GC-MS analysis of P. amboinicus essential oil extracted from leaves harvested at different time points was conducted to evaluate the influence of harvesting time on the chemical constituents present in the extracts. Twenty-five compounds were identified and categorized according to their phytochemical classes (Table 1 and Figure 6). Compositions of the essential oil constituents were found to be consistent at all time points and were dominated by carvacrol (47.00–60.00%), γ-terpinene (8.00–10.00%), caryophyllene (~ 6.00%), p-cymene (4.90–6.50%), trans-α-bergamotene (4.70–5.00%), and thymoquinone (3.30–5.65%). From the GC-MS data, it can be seen that the percentages of carvacrol and thymoquinone, the monoterpene compounds, were higher in the leaves extracted at 2 p.m. than at the other time points.
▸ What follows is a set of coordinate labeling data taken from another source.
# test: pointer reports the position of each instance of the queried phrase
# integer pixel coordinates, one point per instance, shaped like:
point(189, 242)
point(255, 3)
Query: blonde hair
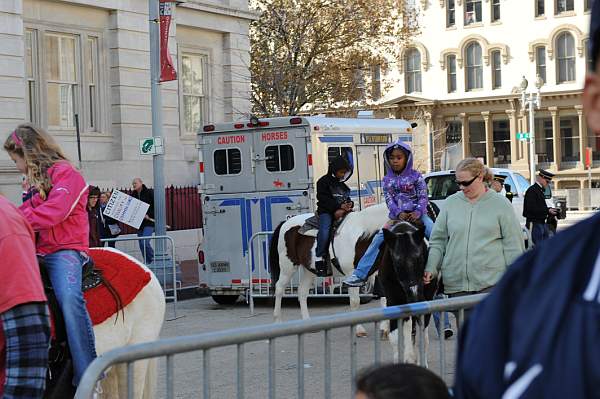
point(40, 152)
point(476, 168)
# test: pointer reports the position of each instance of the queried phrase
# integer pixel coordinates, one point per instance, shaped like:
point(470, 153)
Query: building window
point(543, 140)
point(450, 13)
point(496, 70)
point(31, 75)
point(564, 6)
point(92, 79)
point(451, 61)
point(540, 62)
point(472, 11)
point(587, 6)
point(193, 91)
point(540, 9)
point(228, 161)
point(565, 58)
point(62, 79)
point(376, 82)
point(280, 158)
point(474, 67)
point(453, 132)
point(495, 10)
point(477, 140)
point(569, 139)
point(501, 134)
point(412, 61)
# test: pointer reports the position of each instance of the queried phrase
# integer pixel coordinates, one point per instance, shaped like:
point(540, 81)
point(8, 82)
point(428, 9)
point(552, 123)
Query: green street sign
point(151, 146)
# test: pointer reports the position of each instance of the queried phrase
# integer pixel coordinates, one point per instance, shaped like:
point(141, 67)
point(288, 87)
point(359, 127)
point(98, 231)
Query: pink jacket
point(61, 221)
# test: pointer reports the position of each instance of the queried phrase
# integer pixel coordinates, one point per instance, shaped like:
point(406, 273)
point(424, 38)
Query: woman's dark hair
point(401, 381)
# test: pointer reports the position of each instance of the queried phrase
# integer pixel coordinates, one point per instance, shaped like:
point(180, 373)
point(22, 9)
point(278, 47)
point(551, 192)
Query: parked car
point(442, 184)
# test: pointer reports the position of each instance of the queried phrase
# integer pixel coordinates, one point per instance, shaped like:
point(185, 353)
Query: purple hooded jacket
point(406, 191)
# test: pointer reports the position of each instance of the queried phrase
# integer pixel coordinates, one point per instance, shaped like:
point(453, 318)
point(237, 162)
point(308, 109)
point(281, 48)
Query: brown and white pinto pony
point(140, 321)
point(290, 251)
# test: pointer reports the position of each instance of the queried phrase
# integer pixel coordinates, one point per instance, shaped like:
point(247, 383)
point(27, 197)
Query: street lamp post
point(532, 100)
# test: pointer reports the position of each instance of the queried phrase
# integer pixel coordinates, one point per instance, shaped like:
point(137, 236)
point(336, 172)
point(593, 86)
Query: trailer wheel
point(225, 299)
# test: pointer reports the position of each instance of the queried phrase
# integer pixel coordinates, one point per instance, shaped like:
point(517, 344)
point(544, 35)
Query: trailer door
point(280, 159)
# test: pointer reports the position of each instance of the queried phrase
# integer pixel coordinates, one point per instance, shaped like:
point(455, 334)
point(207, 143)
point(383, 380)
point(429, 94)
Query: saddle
point(310, 228)
point(60, 364)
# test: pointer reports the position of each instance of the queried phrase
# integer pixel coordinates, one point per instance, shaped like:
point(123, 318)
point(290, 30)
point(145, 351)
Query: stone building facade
point(91, 58)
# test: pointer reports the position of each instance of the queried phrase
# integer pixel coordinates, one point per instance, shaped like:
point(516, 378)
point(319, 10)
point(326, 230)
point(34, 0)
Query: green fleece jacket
point(473, 244)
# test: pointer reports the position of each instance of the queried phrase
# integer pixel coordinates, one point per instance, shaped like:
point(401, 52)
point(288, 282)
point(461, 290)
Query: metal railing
point(162, 264)
point(300, 328)
point(259, 275)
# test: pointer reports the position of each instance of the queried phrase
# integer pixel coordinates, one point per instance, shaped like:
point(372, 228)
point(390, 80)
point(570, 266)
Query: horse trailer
point(256, 173)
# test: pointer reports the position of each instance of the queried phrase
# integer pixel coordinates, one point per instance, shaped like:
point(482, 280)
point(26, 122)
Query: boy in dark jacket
point(333, 202)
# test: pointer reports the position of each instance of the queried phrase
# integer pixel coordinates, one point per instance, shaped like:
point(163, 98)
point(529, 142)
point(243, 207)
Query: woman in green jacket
point(476, 236)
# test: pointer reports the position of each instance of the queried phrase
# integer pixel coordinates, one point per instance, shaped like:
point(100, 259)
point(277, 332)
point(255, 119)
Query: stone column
point(514, 148)
point(555, 137)
point(582, 135)
point(236, 61)
point(489, 139)
point(465, 134)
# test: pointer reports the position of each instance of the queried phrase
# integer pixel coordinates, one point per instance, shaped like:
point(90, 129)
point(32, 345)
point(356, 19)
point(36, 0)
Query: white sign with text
point(126, 209)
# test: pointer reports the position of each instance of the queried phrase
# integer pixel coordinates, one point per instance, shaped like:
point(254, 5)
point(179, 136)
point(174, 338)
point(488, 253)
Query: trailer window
point(280, 158)
point(228, 162)
point(334, 152)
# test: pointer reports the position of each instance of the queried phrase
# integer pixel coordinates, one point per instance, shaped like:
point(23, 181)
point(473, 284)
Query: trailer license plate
point(220, 267)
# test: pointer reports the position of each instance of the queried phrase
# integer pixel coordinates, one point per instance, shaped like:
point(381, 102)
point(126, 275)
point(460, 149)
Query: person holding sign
point(144, 194)
point(56, 211)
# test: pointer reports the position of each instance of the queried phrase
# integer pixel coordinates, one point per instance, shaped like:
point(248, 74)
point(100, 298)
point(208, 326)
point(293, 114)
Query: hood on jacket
point(406, 148)
point(338, 163)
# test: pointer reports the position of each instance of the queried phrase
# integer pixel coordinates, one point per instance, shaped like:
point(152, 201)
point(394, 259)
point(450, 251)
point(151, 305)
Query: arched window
point(474, 67)
point(412, 73)
point(565, 57)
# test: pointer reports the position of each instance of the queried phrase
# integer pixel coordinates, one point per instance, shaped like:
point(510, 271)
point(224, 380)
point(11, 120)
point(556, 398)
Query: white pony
point(356, 231)
point(141, 321)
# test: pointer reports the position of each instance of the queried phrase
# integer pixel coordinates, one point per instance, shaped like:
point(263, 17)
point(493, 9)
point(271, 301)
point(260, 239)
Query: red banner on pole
point(167, 70)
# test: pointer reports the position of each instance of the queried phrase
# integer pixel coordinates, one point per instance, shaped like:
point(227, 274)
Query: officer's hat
point(500, 178)
point(546, 175)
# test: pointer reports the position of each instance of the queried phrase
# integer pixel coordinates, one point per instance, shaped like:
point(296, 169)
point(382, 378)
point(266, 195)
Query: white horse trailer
point(255, 174)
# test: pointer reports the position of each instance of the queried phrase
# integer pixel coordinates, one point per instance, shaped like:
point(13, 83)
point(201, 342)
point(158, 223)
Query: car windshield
point(441, 186)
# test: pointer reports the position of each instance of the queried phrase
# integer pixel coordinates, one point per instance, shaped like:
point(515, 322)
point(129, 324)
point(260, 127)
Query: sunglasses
point(466, 183)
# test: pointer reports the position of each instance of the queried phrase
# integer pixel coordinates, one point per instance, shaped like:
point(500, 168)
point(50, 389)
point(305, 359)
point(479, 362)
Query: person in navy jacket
point(537, 335)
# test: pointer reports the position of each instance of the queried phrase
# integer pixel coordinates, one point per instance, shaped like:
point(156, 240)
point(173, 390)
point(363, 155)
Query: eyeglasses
point(466, 183)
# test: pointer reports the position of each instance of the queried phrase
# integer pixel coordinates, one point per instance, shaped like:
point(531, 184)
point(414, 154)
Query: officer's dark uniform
point(536, 211)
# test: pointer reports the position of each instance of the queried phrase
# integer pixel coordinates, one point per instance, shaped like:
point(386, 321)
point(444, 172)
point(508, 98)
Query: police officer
point(535, 209)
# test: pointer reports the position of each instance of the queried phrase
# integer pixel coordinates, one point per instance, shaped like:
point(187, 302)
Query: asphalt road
point(203, 315)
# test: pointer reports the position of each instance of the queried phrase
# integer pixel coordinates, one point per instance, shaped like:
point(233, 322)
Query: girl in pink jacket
point(56, 211)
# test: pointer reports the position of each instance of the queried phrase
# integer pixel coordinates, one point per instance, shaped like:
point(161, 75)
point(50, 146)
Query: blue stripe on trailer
point(336, 139)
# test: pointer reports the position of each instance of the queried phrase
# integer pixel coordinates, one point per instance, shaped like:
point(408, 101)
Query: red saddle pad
point(123, 273)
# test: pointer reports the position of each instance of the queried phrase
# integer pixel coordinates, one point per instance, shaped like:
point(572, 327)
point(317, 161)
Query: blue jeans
point(325, 220)
point(368, 259)
point(145, 247)
point(540, 232)
point(65, 269)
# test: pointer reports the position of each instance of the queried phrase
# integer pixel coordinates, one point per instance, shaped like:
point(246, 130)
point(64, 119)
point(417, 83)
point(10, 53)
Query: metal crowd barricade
point(259, 276)
point(163, 264)
point(208, 342)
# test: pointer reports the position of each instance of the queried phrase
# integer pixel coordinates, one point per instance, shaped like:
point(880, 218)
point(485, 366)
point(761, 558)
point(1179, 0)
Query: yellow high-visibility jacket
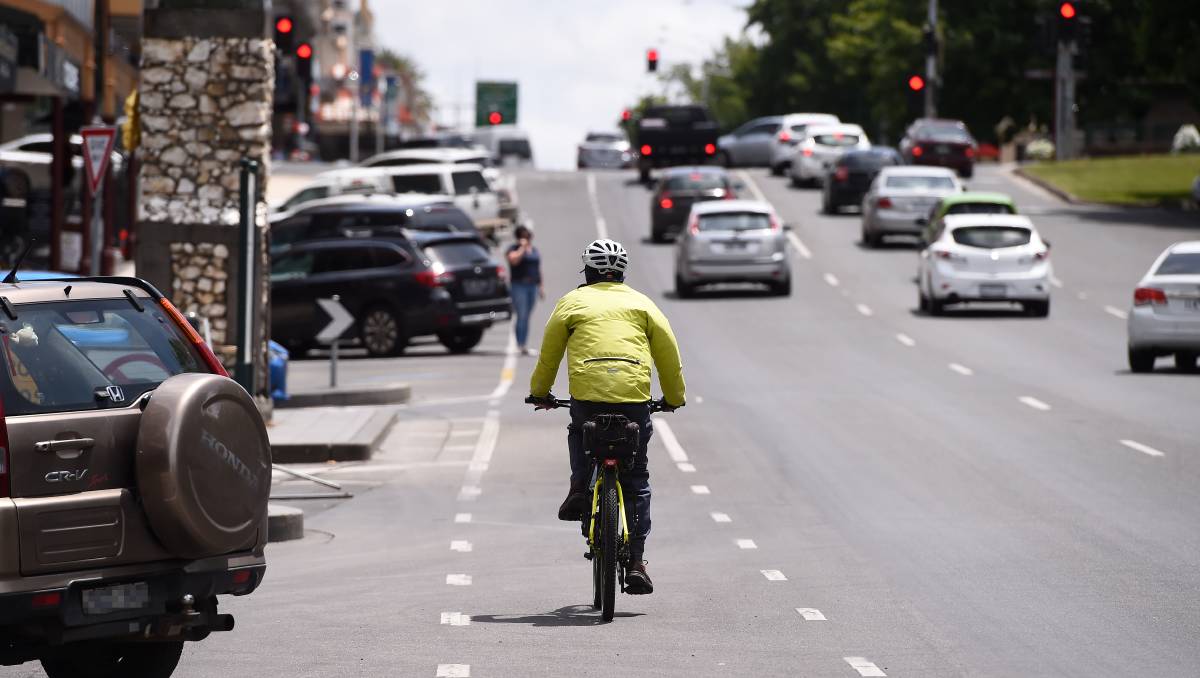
point(610, 333)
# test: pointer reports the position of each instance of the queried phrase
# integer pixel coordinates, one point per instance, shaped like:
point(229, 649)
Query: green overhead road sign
point(496, 103)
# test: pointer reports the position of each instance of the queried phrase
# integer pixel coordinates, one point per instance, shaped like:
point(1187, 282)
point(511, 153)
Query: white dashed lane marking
point(1143, 449)
point(864, 667)
point(1033, 402)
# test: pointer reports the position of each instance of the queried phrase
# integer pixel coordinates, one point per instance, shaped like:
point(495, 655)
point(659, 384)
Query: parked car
point(671, 136)
point(396, 288)
point(942, 143)
point(900, 198)
point(749, 144)
point(732, 241)
point(851, 177)
point(370, 216)
point(793, 129)
point(966, 203)
point(605, 149)
point(678, 190)
point(821, 147)
point(1165, 315)
point(985, 258)
point(120, 534)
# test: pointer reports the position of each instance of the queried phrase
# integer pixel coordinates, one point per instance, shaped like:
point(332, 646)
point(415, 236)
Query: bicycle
point(610, 442)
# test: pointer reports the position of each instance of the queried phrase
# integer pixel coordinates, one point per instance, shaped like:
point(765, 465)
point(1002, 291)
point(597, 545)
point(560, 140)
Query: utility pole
point(931, 60)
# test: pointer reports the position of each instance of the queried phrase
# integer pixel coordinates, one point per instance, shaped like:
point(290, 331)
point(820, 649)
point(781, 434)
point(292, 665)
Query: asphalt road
point(857, 490)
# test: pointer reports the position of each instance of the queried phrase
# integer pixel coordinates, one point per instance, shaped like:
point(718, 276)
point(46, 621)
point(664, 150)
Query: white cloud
point(577, 64)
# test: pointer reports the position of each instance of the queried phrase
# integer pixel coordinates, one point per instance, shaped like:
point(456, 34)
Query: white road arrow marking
point(340, 321)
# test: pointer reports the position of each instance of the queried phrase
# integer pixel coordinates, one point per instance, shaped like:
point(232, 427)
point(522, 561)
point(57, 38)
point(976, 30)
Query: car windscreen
point(519, 148)
point(991, 237)
point(917, 183)
point(418, 183)
point(1180, 264)
point(455, 253)
point(837, 139)
point(696, 181)
point(465, 183)
point(981, 209)
point(735, 221)
point(89, 354)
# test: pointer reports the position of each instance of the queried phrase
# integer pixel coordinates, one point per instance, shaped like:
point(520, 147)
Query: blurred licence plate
point(109, 599)
point(478, 287)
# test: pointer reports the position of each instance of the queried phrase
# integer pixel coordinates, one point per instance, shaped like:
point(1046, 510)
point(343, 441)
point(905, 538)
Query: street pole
point(931, 61)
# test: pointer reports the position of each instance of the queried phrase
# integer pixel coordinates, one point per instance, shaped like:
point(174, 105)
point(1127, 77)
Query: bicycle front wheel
point(610, 535)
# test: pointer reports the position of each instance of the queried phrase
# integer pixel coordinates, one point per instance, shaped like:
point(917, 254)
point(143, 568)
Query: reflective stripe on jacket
point(611, 334)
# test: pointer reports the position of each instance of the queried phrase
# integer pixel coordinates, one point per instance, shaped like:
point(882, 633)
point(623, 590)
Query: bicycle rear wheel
point(610, 515)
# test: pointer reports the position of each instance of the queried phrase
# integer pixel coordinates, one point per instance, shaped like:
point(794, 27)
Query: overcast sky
point(577, 64)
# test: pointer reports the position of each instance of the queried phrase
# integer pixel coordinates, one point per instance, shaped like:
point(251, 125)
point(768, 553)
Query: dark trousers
point(635, 483)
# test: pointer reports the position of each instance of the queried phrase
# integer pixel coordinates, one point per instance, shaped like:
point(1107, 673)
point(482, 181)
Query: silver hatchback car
point(732, 241)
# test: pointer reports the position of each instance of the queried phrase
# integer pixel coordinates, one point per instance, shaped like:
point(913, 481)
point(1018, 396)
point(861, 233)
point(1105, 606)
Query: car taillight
point(1149, 295)
point(210, 359)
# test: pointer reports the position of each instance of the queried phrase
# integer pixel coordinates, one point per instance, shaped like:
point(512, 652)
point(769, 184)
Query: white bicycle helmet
point(606, 256)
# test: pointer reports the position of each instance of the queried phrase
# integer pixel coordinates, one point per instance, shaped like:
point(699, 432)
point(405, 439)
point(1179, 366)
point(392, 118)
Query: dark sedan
point(678, 189)
point(942, 143)
point(851, 177)
point(396, 288)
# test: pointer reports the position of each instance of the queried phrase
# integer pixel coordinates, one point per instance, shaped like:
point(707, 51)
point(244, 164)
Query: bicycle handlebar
point(550, 402)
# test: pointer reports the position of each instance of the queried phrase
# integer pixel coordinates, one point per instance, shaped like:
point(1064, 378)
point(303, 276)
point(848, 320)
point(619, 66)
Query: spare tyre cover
point(203, 466)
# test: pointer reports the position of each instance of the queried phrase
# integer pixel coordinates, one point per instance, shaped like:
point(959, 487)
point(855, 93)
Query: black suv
point(396, 288)
point(369, 219)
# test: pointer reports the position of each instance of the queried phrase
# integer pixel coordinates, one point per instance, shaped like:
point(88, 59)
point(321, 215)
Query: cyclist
point(611, 334)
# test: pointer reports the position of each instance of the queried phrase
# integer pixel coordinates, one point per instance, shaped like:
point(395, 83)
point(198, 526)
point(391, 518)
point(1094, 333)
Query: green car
point(969, 203)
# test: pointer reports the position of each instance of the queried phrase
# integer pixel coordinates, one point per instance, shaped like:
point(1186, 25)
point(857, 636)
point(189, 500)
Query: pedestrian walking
point(525, 271)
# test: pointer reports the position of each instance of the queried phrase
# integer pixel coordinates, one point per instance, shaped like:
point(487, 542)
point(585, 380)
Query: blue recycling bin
point(277, 370)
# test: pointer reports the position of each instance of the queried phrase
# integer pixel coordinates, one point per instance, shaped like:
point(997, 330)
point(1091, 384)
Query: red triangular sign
point(97, 149)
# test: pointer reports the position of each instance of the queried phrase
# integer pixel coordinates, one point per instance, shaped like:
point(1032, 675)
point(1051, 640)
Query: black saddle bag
point(611, 437)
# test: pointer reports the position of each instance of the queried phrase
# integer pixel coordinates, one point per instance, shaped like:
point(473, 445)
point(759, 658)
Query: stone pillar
point(205, 99)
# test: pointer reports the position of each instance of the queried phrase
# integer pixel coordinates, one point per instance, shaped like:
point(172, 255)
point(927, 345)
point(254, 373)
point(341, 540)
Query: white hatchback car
point(985, 258)
point(1165, 316)
point(821, 148)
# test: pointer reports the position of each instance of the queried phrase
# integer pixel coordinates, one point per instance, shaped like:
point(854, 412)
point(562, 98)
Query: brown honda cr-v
point(133, 480)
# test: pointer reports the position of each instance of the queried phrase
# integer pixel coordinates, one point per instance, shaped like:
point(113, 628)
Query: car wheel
point(382, 333)
point(461, 341)
point(1141, 360)
point(114, 660)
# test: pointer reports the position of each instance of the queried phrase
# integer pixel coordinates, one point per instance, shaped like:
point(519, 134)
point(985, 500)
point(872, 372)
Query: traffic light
point(283, 31)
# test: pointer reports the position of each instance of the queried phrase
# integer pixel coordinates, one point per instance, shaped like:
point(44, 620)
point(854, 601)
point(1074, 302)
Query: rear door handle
point(67, 444)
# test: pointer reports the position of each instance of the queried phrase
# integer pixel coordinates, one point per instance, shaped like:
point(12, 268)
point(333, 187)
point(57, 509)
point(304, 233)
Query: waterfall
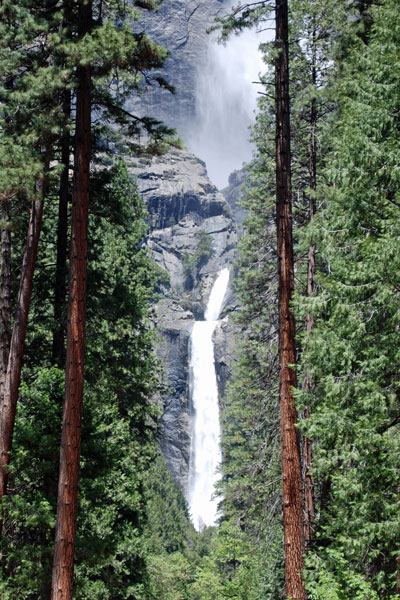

Carvacrol and thymoquinone have been studied for many years for their functional properties and bioactivities, including antioxidant and oxidative stress effects [21,22,23].

The major constituents were constitutively present at relatively high percentages throughout the day, and they contributed to the unique, strongly aromatic oregano-like odor of the P. amboinicus leaves. Overall, there was no major qualitative variation in the chemical components related to the collection time except for the additional aliphatic alkane hydrocarbons present in the extract harvested at 8 p.m. (Table 1). Two isomeric phenols (carvacrol and thymol) are chemotypes that are frequently found in P. amboinicus [24,25]. Thus, based on these chemical constituents, the P. amboinicus in this study was classified as a carvacrol chemotype. Carvacrol is the signature chemical largely responsible for the sharp, pungent oregano-flavor of oregano, marjoram, and plants from other genera that are also considered as oreganos, such as Lippia graveolens (Mexican oregano) and P. amboinicus (Cuban oregano) [26]. This result was in accordance with the known volatile constituents of most P. amboinicus, as previously reviewed by Arumugam et al. [1]. The variations observed among various reports could be attributed to the different geographical features, climate, seasonal variations, genetic aspects, and extraction methods [1,27].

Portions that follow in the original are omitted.